When something matches, the verdict carries the evidence — the before, the after, and the payload that did it:

Middleware bypassed: HTTP 307 -> /login -> HTTP 200 with 'middleware:middleware:middleware:middleware:middleware'

Fingerprinting is a hint, not the verdict

The module does try to fingerprint Next.js — X-Powered-By, x-nextjs-* headers, /_next/static/ in the body — but only for reporting. The differential is the authoritative signal. A proxy in front of the app can strip the X-Powered-By header, and if I gated the verdict on the fingerprint, that proxy would hide a real vulnerability. So the fingerprint decorates the output; it never decides it.

The review: one comment, and it was about a hash

If the LiteLLM module was six review threads collapsing into one architectural rebuild, this one was the opposite — a single comment, and a small one. jheysel-r7 asked:

Could you please change the return value from an array to a hash? That would follow the metasploit convention more closely.

My bypassing_payload had returned a [payload, response] array.

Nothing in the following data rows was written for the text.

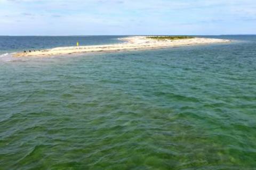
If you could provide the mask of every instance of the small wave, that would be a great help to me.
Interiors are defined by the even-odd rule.
[[[0,58],[4,57],[4,56],[6,56],[9,54],[9,53],[5,53],[5,54],[1,54],[1,55],[0,55]]]

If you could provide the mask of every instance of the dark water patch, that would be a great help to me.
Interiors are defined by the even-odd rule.
[[[256,37],[220,37],[0,62],[1,167],[253,169]]]

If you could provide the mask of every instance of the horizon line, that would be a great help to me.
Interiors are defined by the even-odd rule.
[[[0,36],[37,36],[37,37],[53,37],[53,36],[228,36],[228,35],[256,35],[256,34],[219,34],[219,35],[164,35],[164,34],[150,34],[150,35],[0,35]]]

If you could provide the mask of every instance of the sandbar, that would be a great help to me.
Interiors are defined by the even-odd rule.
[[[211,43],[229,43],[230,40],[195,37],[193,38],[181,39],[155,39],[149,38],[147,36],[130,36],[121,38],[123,43],[108,45],[86,45],[78,46],[61,47],[51,49],[42,50],[17,53],[13,55],[15,57],[32,56],[50,56],[63,54],[69,54],[78,53],[93,52],[113,52],[137,49],[161,48],[171,47],[177,47],[185,45],[207,44]]]

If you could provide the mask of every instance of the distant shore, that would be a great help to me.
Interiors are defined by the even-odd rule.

The fix (commit 14643e543c) was to return { payload:, response: } instead, and update the two call sites to use the keys — which is why the snippets above read hit[:payload] and hit[:response].

It’s a tiny change, and I’m including it precisely because it’s tiny. A named hash key tells the next reader what hit[:response] is; hit[1] makes them go count tuple positions. Conventions like this are the unglamorous tax that keeps a framework with thousands of modules readable by people who didn’t write any given one. The reviewer wasn’t fixing a bug. He was keeping the module legible to the next person — and that’s a real part of what “shipping upstream” means.

What this one taught me

The LiteLLM module’s lesson was reach for the framework’s machinery. This one’s lesson is narrower and sharper: in a differential check, define “different” carefully, because the gap is where the false negatives live. The naive 200-check would have passed every demo I’d have thought to run and still missed the trailing-slash-redirect bypass in the field. The bug was easy to understand; building a detector that doesn’t lie about a patched-looking host was the actual work.

It also sits in a quiet category I keep running into: vulnerabilities that aren’t a coding mistake so much as a trust boundary drawn in the wrong place. The header wasn’t a bug. Trusting it from outside was. Detection, fittingly, is just the discipline of not trusting the easy signal either — not the fingerprint, not the status code alone — and confirming the gate is really, provably gone.